While I agree, I did find the amount of carbon dioxide output for making virgin carbon fiber to be somewhat staggering. To make virgin steel from ore to finished product, roughly 5 tons of CO2 is produced per ton of steel. For aluminum, it’s 16 tons CO2/ton of aluminum. For carbon fiber, 29.5 tons of CO2 is produced for each ton of carbon fiber. That is a huge footprint! Less carbon fiber is made than steel and it takes less carbon fiber to equal steel but that’s still a large initial deficit.
Additionally, the amount of energy needed to recycle steel and aluminum drops significantly. For steel, recycling of the steel produces about 5 times less carbon dioxide…1.4 tons CO2/ton of steel. Recycling aluminum reduces the carbon even more dramatically…0.5 tons of CO2/ton of aluminum.
Carbon fiber is problematic since the fiber is difficult to recycle. Currently the fiber is pyrolized to recycle which requires a considerable amount of fuel to do. Recycled carbon fiber
does significantly reduce the carbon footprint but only to about 4.5 tons CO2/ton of recycled carbon fiber. That’s almost the same as virgin steel.

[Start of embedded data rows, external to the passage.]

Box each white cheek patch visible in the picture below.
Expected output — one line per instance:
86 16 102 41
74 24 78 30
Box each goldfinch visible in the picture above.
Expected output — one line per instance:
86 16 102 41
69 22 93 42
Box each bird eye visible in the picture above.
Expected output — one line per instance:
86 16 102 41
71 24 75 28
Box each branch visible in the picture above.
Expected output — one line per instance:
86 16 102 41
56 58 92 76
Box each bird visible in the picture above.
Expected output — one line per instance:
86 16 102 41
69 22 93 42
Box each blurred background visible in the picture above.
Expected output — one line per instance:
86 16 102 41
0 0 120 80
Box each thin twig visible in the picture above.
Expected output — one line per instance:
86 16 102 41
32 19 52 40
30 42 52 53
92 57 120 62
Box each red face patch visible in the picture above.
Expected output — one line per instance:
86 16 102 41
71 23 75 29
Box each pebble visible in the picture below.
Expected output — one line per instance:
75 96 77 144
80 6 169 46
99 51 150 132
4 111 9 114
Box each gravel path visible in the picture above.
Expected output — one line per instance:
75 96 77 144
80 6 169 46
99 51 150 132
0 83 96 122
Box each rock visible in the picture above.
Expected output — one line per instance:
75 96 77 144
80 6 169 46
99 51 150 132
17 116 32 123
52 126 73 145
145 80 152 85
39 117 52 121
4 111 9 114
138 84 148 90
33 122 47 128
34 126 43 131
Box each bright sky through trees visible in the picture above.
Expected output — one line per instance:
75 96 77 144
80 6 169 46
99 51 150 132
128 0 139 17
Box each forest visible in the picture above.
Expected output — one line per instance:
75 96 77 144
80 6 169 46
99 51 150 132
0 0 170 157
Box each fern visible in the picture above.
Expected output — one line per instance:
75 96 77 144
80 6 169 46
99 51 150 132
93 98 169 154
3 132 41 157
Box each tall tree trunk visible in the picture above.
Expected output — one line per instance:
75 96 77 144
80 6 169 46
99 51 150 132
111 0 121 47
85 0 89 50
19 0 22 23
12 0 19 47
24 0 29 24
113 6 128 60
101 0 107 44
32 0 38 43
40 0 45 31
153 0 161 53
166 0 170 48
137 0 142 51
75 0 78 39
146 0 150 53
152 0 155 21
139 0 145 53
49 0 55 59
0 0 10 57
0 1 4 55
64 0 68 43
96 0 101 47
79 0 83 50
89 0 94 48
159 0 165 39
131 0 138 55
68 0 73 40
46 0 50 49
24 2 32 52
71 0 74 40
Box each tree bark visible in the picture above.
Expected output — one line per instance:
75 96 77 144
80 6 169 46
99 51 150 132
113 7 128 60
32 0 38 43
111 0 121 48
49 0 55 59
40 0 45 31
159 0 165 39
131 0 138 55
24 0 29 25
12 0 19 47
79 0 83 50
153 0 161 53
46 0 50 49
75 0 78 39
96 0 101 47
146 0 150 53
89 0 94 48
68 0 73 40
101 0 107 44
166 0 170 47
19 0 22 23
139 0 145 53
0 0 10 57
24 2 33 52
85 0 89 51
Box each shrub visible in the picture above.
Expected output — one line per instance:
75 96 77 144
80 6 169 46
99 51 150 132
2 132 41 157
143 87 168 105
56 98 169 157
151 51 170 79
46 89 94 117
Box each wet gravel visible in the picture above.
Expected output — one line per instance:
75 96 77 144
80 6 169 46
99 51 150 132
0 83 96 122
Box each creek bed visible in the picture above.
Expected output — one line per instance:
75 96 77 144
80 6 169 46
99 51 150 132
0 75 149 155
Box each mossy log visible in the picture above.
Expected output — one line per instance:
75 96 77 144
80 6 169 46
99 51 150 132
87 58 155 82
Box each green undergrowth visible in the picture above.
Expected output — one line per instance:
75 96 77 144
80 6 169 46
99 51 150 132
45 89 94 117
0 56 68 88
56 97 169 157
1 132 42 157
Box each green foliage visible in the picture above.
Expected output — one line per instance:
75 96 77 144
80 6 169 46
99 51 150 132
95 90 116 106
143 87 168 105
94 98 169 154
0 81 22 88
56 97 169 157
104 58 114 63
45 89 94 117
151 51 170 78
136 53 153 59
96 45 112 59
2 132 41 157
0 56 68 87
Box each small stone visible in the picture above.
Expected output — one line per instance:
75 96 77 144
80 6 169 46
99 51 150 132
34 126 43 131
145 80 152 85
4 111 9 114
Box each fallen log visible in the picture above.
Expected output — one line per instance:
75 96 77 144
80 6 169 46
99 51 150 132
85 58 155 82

the life cycle emission chart per km is just ridiculous, is there even such a thing as a “carbon fiber cargo bicycle with electric motor?” never seen one. and the range of possible life spans for the calculation - 5,000km to 20,000km for an “aluminum bicycle” are absurd. I’ve ridden my road bikes 10,000km in one year, and would expect them to last 10 to 20 years at least, cutting the emissions per km by an order of magnitude, revealing just how trivial the carbon emitted in the production of the frame and other components are.

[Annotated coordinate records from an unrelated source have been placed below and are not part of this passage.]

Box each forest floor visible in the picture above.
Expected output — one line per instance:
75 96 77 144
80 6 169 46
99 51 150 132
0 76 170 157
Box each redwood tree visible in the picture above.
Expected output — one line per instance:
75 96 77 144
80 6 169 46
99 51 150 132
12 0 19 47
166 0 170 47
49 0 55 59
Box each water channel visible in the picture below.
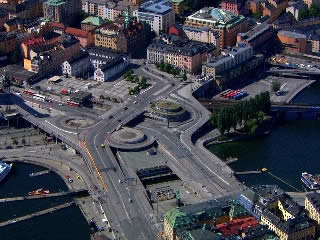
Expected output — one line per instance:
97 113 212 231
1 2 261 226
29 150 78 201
0 163 90 240
209 82 320 191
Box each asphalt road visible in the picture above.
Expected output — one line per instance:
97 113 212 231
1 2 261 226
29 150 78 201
4 64 239 240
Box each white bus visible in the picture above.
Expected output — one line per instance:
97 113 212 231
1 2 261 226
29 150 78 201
33 94 46 101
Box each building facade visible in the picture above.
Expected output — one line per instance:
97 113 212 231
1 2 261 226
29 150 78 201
94 57 130 82
202 44 253 76
43 0 81 24
277 30 307 53
185 8 248 48
171 0 184 15
182 25 221 49
147 36 217 73
237 23 273 49
136 0 175 36
220 0 246 16
61 52 91 77
304 192 320 228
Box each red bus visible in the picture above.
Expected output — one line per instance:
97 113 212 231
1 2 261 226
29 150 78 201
23 90 34 96
67 99 79 107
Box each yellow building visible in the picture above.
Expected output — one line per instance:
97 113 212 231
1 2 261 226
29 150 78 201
304 193 320 225
94 24 119 50
278 198 303 221
163 201 241 240
0 33 17 54
171 0 184 15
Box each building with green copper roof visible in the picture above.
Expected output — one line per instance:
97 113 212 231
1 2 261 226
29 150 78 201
81 16 105 26
81 16 106 31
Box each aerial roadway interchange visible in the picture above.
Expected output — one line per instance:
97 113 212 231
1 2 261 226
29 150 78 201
4 63 244 240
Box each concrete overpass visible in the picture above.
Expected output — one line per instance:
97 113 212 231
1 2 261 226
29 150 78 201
266 69 320 77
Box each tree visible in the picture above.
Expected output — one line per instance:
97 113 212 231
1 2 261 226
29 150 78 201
217 111 226 135
309 4 320 17
252 12 261 19
298 8 309 21
182 73 188 82
271 81 281 92
245 119 258 136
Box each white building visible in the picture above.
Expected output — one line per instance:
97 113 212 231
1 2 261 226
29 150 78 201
94 57 130 82
182 25 220 48
61 53 90 76
286 0 308 20
134 0 175 36
202 43 253 76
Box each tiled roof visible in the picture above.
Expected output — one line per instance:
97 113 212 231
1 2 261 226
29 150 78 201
216 217 259 236
23 37 44 47
50 22 65 29
81 16 105 26
306 192 320 213
65 27 88 38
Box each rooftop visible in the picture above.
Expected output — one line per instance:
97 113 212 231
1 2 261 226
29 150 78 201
148 35 215 56
138 0 172 14
81 16 105 26
187 7 245 25
44 0 67 6
239 24 271 42
306 192 320 212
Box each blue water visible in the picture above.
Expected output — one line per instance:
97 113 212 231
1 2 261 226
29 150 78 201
0 163 91 240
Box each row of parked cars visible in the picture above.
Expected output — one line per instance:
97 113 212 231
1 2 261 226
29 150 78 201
220 89 248 100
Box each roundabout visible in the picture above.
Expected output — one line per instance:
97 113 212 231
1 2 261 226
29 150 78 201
149 100 189 122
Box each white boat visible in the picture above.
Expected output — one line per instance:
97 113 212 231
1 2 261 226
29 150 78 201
0 162 12 182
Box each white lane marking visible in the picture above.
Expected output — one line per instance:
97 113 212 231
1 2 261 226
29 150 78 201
45 120 78 135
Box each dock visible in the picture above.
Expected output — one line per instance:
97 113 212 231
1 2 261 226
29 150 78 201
0 201 74 227
0 190 88 203
234 170 262 175
29 170 50 177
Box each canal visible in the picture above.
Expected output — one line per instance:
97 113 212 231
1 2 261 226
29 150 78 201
209 82 320 191
0 163 91 240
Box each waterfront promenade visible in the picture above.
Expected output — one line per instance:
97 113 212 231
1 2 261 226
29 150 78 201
0 201 74 227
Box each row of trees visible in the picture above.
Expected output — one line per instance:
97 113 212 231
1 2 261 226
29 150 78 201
210 92 271 135
156 61 180 76
298 4 320 20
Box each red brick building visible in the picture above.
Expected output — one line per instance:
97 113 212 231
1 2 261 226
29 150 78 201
65 27 94 48
220 0 245 16
277 31 307 53
216 217 259 237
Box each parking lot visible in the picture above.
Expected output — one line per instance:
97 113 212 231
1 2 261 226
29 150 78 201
32 72 152 102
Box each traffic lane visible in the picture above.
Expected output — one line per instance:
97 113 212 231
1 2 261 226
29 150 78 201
21 96 99 119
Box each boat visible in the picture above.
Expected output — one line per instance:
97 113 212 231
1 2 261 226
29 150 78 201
0 162 12 182
28 188 50 196
301 172 320 190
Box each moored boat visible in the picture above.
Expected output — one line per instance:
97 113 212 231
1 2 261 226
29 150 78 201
301 172 320 190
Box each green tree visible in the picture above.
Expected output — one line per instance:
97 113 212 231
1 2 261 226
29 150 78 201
271 81 281 92
245 119 258 136
252 12 261 19
217 111 226 135
309 4 320 17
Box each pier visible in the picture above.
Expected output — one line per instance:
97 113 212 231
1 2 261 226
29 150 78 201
234 170 262 175
0 190 88 203
29 170 51 177
0 201 74 227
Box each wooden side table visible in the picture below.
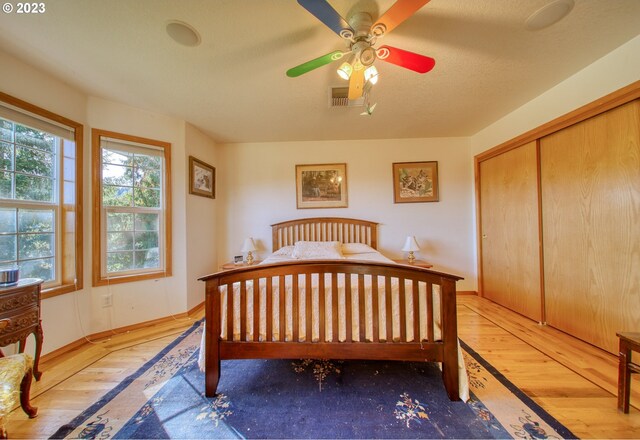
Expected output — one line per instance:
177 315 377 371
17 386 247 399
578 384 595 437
221 260 260 270
616 332 640 414
393 259 433 269
0 278 43 380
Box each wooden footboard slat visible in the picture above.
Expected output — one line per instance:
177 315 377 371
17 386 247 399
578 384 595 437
253 278 262 342
344 274 353 342
291 275 300 342
358 274 367 342
227 284 235 341
371 275 380 342
240 281 247 341
427 283 433 342
318 274 327 342
411 280 422 342
398 278 407 342
201 254 460 400
331 273 340 342
304 273 313 342
265 277 273 342
278 275 287 342
384 277 393 342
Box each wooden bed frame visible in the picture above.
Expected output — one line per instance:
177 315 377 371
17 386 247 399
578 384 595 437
200 218 462 400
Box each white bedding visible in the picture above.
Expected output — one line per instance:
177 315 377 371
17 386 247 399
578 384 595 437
199 244 469 401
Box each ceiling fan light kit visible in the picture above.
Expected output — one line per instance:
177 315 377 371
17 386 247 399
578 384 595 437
287 0 435 104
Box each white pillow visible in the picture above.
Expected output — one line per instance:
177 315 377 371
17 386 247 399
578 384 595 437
291 241 344 260
271 246 293 258
342 243 376 254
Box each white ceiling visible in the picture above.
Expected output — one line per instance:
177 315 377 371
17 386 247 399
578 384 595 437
0 0 640 142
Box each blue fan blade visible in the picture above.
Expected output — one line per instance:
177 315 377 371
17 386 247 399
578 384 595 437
298 0 353 36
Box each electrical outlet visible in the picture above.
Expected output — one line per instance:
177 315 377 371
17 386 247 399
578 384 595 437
100 293 113 307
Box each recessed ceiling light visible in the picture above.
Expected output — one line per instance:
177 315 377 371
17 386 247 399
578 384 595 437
525 0 574 31
167 20 201 46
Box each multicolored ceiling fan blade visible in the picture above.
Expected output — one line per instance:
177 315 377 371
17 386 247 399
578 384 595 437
298 0 353 37
348 69 364 100
376 46 436 73
287 50 348 78
371 0 430 37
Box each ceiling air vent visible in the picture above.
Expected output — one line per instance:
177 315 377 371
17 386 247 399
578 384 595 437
329 87 365 107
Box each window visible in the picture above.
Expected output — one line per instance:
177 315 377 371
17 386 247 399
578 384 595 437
0 93 82 298
92 129 171 285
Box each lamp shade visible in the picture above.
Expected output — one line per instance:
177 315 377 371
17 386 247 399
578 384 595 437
402 235 420 252
240 237 256 252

the author clearly has an agenda. I’m sure the clouds are cowering at his fists.
Yes, his estimates seem low for a lifetime of a bicycle. Although from my own records of bicycles…40 of them…I average only about 2600 miles per bike with a high of 22,000 lifetime miles and a low of 57 miles. Four of those bikes were disposed of because they broke (3) or were wrecked due to a car accident (1). Most of the rest passed out of my hands so I have no idea how long they lasted.
But, over all, the article has a bit too much self-flagellation to be taken seriously.